- Theatrical release poster
- Directed by: M. Nimesh Varshan
- Produced by: Veeravan Stalin
- Starring: Dhansika Narayan Veeravan Stalin Anjena Kirti
- Cinematography: R. Kolanchi Kumar
- Edited by: Vijay Velukutty
- Music by: Ganesh Raghavendra
- Production company: Sudhas Production
- Release date: 22 May 2015;
- Running time: 123 minutes
- Country: India
- Language: Tamil

= Thiranthidu Seese =

2015 Indian film by Nimesh Varshan

Thiranthidu Seese is a 2015 Indian Tamil-language thriller film directed by Nimesh Varshan. The film stars Veeravan Stalin, Dhansika, Narayan and Anjena Kirti.
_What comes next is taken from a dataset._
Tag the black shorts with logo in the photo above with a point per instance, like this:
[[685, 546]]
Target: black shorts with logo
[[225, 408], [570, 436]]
Music for the film was composed by Ganesh Raghavendra and the film opened to positive reviews in May 2015.

==Cast==
- Dhansika as Charmi
- Narayan as Hussain
- Veeravan Stalin as John
- Anjena Kirti as Dhivya
- Ujayinee
- E. Ramdoss
- Eshwar Babu
- Gudalur Chandraprakash

==Production==
Producer Veeravan Stalin chose to appear in the lead role himself, while Dhansika and Narayan were also signed on for the film. Anjena Kirti plays the pair of the Lead Veeravan Stalin . The debutant director Varshan, an erstwhile assistant of director Shankar, revealed that the film would revolve around the events of a single night and would carry a social message. Prior to release, Dhansika released a press statement describing her pride at being a part of the venture.

==Release==
The film opened in May 2015 to positive reviews, with a critic from the Times of India noting "there is spark in the director that makes us want to laud him, more so because this is a first-time effort", though adds that the "film suddenly seems over-long and the climactic twist is staged awkwardly that we are underwhelmed". Likewise, the critic from The New Indian Express noted "what the director has managed to do is to keep the narration suspense-filled and intriguing for the most part" and praises the film's lead performances. The performances of Dhansika and Narayan in the film, fetched the actors further offers.